Puerto Rico's governor, Jennifer Gonzalez-Colon, greeted Hegseth and Caine when they landed Monday and said she was "honored to welcome" them.
"We thank POTUS Trump and his administration for recognizing the strategic value Puerto Rico has to the national security of the United States and the fight against drug cartels in our hemisphere, perpetuated by narco-dictator Nicolas Maduro," Gonzalez-Colon wrote Monday in a post on X.
"We are proud to support America First policies that secure our borders and combat illicit activities to protect Americans and our homeland," she added.
The Department of Defense, renamed last week by President Donald Trump as the Department of War, shared photos of Hegseth talking to troops.
"Secretary Hegseth and Chairman Caine met with our warriors in Puerto Rico and on the USS Iwo Jima," the department wrote in a post on X.
"Our warfighters are the STRONGEST and MOST LETHAL fighting force on Earth."

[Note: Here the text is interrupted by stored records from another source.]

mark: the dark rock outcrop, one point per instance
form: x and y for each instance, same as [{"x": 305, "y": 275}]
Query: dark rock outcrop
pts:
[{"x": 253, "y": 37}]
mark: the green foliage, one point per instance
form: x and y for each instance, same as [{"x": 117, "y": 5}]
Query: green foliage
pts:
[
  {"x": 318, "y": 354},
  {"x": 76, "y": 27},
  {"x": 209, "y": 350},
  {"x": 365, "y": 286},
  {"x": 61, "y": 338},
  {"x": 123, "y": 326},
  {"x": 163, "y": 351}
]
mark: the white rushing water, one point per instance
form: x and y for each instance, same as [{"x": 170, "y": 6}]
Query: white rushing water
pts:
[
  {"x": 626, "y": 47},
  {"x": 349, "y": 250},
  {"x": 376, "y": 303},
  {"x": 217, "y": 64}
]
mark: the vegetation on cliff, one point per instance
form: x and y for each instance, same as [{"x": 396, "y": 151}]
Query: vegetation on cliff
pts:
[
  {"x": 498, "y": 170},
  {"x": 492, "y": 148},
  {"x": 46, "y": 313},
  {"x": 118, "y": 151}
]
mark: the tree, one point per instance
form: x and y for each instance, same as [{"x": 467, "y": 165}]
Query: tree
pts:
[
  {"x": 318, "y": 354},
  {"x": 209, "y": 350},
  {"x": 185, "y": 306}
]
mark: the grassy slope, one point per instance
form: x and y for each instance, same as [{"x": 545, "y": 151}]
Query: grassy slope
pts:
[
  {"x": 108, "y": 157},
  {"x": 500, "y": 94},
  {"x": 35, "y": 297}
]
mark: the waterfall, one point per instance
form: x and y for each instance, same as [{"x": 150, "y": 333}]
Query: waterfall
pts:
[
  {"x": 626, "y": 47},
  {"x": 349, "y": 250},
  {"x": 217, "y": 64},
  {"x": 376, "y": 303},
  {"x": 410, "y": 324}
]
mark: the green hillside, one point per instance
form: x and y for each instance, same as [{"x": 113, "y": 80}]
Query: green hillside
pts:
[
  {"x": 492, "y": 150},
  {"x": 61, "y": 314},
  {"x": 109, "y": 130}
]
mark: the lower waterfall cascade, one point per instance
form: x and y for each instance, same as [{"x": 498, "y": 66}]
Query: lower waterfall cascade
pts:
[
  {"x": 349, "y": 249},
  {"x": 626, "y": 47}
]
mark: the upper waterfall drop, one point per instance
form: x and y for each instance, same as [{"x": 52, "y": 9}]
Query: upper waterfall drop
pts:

Hegseth spoke to nearly 300 U.S. troops at Muniz Air Base in Carolina, Puerto Rico, where he called them "American warriors." The Pentagon had not announced his trip in advance.
In the past few weeks, the United States has moved up to eight warships, an attack submarine and thousands of Marines into the Caribbean. Secretary of State Marco Rubio has said more strikes against drug cartels are possible.

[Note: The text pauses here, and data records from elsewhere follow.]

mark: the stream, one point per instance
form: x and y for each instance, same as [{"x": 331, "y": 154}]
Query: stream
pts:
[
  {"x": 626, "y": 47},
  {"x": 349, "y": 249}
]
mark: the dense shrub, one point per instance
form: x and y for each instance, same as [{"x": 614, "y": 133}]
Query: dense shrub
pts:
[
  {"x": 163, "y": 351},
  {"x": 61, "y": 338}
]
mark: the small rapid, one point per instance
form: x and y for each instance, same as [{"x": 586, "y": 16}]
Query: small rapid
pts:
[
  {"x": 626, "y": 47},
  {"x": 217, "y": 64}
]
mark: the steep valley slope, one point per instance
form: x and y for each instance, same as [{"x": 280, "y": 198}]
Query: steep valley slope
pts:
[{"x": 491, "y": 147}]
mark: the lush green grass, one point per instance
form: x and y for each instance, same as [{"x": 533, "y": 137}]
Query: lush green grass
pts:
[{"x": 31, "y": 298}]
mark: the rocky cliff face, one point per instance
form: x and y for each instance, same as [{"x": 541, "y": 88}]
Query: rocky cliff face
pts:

Since the administration's strike on Sept. 2, Democrats have questioned Trump's war powers authority.
"We have far more questions than we have answers about this strike," said House Intelligence Committee ranking member Rep. Jim Himes, D-Conn., who co-sponsored a resolution to check Trump's war powers after June's Iran strikes. "Under what legal authority can the president order a lethal strike on a vessel that posed no threat to the United States?"
Gonzalez-Colon said the administration is targeting the source of what has become a security threat.
"President Trump's leadership in the fight against narco-trafficking places Puerto Rico -- our nation's Caribbean border -- at the forefront of our security and interests," Gonzalez-Colon said.
"For the first time, I believe we are confronting the problem at its root, striking directly at the source of the drug flow."